End-to-end frame work to map a CNN onto FPGA.

An end-to-end framework to map a CNN (TensorFlow) onto FPGA (OpenCL).
How to generate the accelerator

  • Specify the network configuration

    The network configuration file is model/<your_model_name>/nn_configs.txt where <your_model_name> is the name of the model. We have provided a reference network configuration for MNIST under model/MNIST.

    nn_configs.txt should be generated by our Tensorflow API wrapper. During our project, we used the nn-quant library from Ritchie to build the model and dump weights, therefore we did not include that part in this repo. We will provide the wrapper after nn-quant, which is currently private, becomes public.

  • Provide the weights file

    The network configuration file is model/<your_model_name>/_dump.npy where <your_model_name> is the name of the model. We have provided a reference binary weight file for MNIST under model/MNIST.

    _dump.npy should be generated by --save-activations option of the nn-quant library.
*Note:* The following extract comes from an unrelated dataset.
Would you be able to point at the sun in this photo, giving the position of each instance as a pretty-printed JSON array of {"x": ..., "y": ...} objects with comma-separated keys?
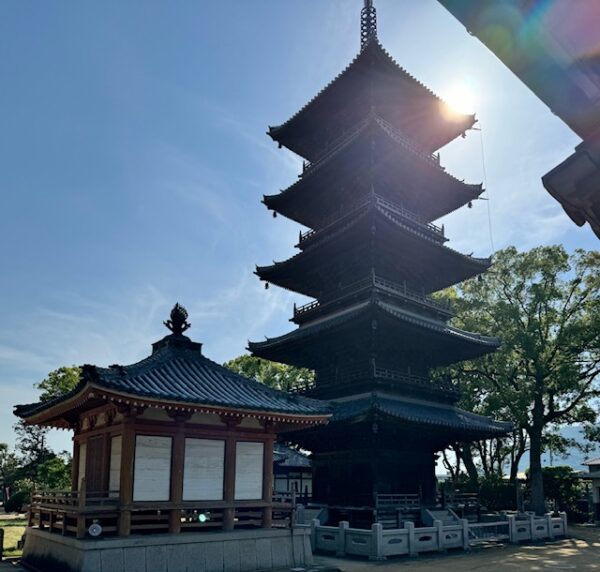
[{"x": 461, "y": 98}]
It is basically a dictionary of numpy arrays. The key for an array that stores the weights for a specific layer should end with '/w'. For exampe, conv1/w, last/w are valid keys for weights. During our project, we got the permission from Ritchie to use this library but it is private. You can access this library after it becomes public.
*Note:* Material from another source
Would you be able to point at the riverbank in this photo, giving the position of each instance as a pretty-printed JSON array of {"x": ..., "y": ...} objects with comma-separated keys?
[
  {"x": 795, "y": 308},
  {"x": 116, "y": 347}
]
    Please note that due to CMSX file size limit, we cannot upload the _dump.npy file to the system. You can download the complete project at https://github.com/yo96/fp-cnn.

  • Run the generation framework

    source utils/gen.sh

    The above command will generate a new SDAccel project under src/<you_model_name>/. All files should be ready and you can directly run software/hardware emulation there.

Other projects in this repo

under src directory there are also a number of projects that we created when we are developing this framework:

  • conv_example: an example project that contains only functional-level kernels.
  • conv: initial project created when developing the compute kernel. It has functional-level load_fmap, load_wts, and a dummy output kernel.
  • load_fmap: initial project created when developing the load_fmap kernel. It has a dummy output kernel.
  • conv_pool: a project that tests the integration of conv, acc_relu, and pooling kernels.
  • conv_pool_test: a project that tests the integration of load_fmap, conv,acc_relu, and pooling kernels.
  • verif_conv: a projcet that verifies the device result of a conv layer against the intermediate result directly dumped from tensorflow.
  • verif_fc: a projcet that verifies the device result of a fully-connected layer against the intermediate result directly dumped from tensorflow.
  • vadd: a hello world SDAccel project.
  • measure_mem: a testing project that measures the effective DDR bandwidth.

How to use the makefile inside the SDAccel project directory

  • Software emulation
make -f sdaccel.mk run_cpu_em
  • Hardware emulation
make -f sdaccel.mk run_hw_emu
  • Run on board
make -f sdaccel.mk run_hw
  • Clean
make -f sdaccel.mk cleanall